Here‘s a list of the referral fees Amazon’ pays:

CategoryReferral Fee Percentage
Automotive & Powersports12%
Beauty15%
Books15%
Camera & Photo8%
Cell Phone Devices8%
Clothing & Accessories17%
Consumer Electronics8%
Grocery & Gourmet Food8%
Health & Personal Care8%
Home & Garden15%
Industrial & Scientific12%
Luggage & Travel Accessories15%
Sports & Outdoors15%
Tools & Home Improvement15%
Toys & Games15%
Video Games & Video Game Consoles15%

These fees offers the websites a new source of income that they desperately need as their readership diminishes, and as Google soaks up much of the advertising revenue.

And their plight is going to get much worse with the advent of AI. Let me explain how.

Currently a Google search, say for a current news event, will bring up a list of websites with relevant articles. I searched on a current event in the new, “Houston severe weather,” and up came this result:

I now can click on one of the results that will take me to the news site where I can read the story, read other stories, and perhaps click on an ad.

But with AI search, instead of getting links to these websites, we will get an AI-created news story on the subject we searched for, perhaps a few paragraphs with photos that tell the story, likely curated from these and other news sites on the web. No additional click is needed and no need to go to any other site. From a user’s perspective, it’s quicker and direct. But from the perspective of these sites, it’s devastating.

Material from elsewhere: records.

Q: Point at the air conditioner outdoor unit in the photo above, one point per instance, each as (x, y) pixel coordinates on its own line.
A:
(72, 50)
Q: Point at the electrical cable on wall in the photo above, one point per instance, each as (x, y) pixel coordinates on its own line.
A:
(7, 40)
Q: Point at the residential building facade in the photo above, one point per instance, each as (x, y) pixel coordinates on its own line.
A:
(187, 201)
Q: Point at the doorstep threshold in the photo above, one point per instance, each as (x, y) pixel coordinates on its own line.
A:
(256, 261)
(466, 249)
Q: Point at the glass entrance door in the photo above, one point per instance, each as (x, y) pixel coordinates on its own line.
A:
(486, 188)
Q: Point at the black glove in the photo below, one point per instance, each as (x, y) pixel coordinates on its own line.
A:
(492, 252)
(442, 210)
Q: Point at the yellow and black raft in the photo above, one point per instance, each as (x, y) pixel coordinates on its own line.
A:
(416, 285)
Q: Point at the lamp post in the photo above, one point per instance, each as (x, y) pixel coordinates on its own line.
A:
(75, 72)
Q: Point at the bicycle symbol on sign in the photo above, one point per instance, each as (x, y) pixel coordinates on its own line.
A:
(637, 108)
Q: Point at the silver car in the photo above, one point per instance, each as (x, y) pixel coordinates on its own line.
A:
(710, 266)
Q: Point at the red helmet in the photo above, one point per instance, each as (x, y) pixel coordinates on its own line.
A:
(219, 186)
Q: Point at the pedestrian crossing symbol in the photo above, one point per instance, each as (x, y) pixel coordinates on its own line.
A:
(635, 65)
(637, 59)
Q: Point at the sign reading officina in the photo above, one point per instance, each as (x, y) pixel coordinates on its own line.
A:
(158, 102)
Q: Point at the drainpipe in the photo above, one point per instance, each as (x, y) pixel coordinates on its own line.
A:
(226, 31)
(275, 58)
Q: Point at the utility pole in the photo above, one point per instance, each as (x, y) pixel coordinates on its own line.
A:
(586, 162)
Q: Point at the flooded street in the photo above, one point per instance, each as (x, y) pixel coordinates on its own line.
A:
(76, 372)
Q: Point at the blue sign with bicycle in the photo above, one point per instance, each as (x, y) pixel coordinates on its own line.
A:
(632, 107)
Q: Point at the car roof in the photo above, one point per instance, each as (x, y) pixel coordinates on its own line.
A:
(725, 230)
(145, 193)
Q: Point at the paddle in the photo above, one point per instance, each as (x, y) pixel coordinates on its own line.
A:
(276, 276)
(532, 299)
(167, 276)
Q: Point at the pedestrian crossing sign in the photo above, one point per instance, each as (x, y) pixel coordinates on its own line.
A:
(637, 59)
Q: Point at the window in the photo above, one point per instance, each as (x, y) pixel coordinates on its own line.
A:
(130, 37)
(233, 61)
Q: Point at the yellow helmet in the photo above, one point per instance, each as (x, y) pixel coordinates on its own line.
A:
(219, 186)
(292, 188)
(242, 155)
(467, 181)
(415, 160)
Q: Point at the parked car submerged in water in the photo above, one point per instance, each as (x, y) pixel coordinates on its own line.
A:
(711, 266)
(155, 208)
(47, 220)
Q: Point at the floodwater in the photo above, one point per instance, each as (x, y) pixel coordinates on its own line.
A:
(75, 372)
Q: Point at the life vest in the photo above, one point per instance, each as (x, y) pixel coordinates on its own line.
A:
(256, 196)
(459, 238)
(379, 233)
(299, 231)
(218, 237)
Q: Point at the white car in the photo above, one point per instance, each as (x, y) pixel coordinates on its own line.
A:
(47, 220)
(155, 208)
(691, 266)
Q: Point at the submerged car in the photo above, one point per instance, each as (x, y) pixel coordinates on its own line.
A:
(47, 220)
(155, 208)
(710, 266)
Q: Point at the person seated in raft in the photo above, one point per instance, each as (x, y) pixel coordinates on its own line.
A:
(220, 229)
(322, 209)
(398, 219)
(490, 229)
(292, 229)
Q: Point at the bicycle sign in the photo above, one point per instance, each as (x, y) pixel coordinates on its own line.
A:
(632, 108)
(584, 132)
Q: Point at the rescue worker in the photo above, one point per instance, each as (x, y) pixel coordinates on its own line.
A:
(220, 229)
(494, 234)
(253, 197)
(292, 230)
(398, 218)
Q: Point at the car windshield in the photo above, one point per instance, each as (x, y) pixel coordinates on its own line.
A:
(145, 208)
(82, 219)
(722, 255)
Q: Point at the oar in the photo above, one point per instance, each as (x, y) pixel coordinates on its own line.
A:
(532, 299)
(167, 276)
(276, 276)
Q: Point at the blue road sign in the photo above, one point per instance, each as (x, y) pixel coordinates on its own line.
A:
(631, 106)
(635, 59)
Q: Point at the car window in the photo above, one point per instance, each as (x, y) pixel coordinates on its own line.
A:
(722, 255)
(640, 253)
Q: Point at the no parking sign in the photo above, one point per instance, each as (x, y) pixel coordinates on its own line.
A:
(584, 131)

It means a big drop in traffic to these websites and a corresponding loss of revenue. Now AI engines such as ChatGPT shouldn’t just take the work of others and serve up their own results, and they are being sued by the NY Times, accused of doing just that. But it will be very difficult to figure out where the AI sources its information, since it can use many on-line resources and create its own story in it’s own voice. It’s a nightmare scenario for the many news sources that rely on traffic to their sites. It’s even more galling knowing that they may be competing with their own content!

I’m now a little less critical when I see the shameless promoting of products to gain referral fees. It’s an act of survival, but a small one, that won’t be enough to significantly disrupt the online news industry even further.